The skeleton lift arrives, and the two detectives step gingerly onto it.

‘The Commander said to me that if we find anything down here we’re to report it directly to him. He also told me to keep a quiet eye on you.’ She raises an eyebrow, and Loss is almost certain she has been practising the movement in front of a mirror.

‘Nice to have our esteemed boss’s complete faith. Have you found out any more information about my daughter yet?’

Stone digs out her phone again, and punches up her emails. ‘Well, as you discovered, while Suzanne was working at the hospital, she and a few other doctors also helped out at the St Martin’s Refuge. A place for street kids; children who ran away from home and lived rough. It’s closed down now.’ The image of the burnt-out Refuge they have just left slips behind his eyes, and he blinks it away.

‘I didn’t even know Suzanne was working at the Refuge. We’d had an argument a year or so before, and we’d hardly been in contact,’ he murmurs.

Stone continues, more gently, ‘The reason your daughter got involved, it seems, was because she was getting a lot of referrals to the hospital from the Refuge.’

‘Why was that?’ The lift stops with a shudder, and they step out with relief.

‘It was one of the few places equipped to deal with pregnant teenagers. In fact it had quite a reputation for it. A lot of these children were in the shadow of the drug gangs, and were used for prostitution. Either openly, or groomed into it.’

‘Bloody hell.’

‘When you’re low and unprotected, anything looks up, I guess. Anyhow, that seems to have been the set-up. The girls would come into the refuge, and then be sent to the hospital to be checked out.’ She pauses, then seems to gird herself to go on. ‘Now here’s a weird thing. Your daughter was murdered three years ago. She was coming back from a night at the refuge, and was brutally attacked and killed. Nothing was taken, and it was assumed to be a random killing, as you know. But it seems that same night something strange happened at the refuge. Some girl’s baby was killed, and its body was stolen. I couldn’t find any more information on it, but I’ve got some people digging. Do you know what date your daughter was killed?’

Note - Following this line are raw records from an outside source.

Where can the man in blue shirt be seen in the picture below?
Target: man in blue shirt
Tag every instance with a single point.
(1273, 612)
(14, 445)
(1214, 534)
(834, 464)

They arrive at the door to the closed-down tube station. The tech team had strung festoon lighting from the entrance down to the door leading to the connecting tunnel between the museum and the old tube station, but no further. The area is so vast that the force is liaising with the Army. As there is a major incident ongoing in central London, DI Loss guesses they won’t be here any time soon. He turns and looks hard at his DS.

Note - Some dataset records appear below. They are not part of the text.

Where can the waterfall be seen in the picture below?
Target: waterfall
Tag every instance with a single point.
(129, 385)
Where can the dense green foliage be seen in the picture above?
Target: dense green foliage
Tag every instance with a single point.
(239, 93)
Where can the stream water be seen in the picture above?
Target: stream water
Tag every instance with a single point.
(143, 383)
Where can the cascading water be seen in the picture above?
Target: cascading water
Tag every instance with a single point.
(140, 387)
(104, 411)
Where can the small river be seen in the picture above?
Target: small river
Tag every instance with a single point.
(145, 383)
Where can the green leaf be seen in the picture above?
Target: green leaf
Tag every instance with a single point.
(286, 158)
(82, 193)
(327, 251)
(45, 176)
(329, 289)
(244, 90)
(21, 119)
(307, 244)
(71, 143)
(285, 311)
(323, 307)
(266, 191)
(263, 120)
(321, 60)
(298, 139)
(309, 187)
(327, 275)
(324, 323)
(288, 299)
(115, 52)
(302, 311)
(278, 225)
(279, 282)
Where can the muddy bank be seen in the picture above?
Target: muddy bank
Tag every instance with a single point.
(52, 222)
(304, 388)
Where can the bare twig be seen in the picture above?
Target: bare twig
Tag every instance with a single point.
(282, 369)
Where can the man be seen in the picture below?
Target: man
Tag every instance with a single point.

‘What a fucking thing to ask, Stone. Of course I know the bloody date. The twenty-third of June. I wish I didn’t. I wish there was no date to know. Why?’

Stone returns his stare. She looks at him, clear-eyed and unapologetic. ‘She died on the twenty-third, just after midnight, but was attacked on the twenty-second, which was the day that the baby at the refuge was taken.’

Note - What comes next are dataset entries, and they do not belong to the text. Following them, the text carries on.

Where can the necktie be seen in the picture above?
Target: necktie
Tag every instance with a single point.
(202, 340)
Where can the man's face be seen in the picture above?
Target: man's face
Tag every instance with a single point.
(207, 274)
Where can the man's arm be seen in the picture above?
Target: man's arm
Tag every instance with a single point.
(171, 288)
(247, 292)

Loss is blank, not comprehending what she is telling him. ‘So what?’

‘It was a Tuesday.’

78

The expression on Constantine’s face is unreadable as the blinged-up Hummer pulls up at the kerb outside Number One, Hyde Park, and the side door slides open.

‘What the fuck are we now, The gangsta A-Team?’ He climbs in and the door slides shut as the van sets off towards the West End. Inside the vehicle is more guns than you’d find in a rap video and the crew have taken enough amphetamines between them to waken a corpse. Constantine sighs inwardly. They have a radio set up in the back, tuned to the central police channel, and he is not at all surprised to hear from it that the thin blue line is to open to allow them through.

He had explained to his employer how he’d extrapolated all he could find out about Tuesday, and her possible connections to Slater’s business operations, from the recent events. He’d examined all the information he could access, and used several sophisticated algorithms to establish whether there were any correlations.

‘Her name isn’t Tuesday, or at least I don’t think it is. The first time we see this name in connection to your boys is three years ago, written on the dude who rubbered the policeman’s daughter. It was written on his palm with a marker pen. Like it was a memo or something.’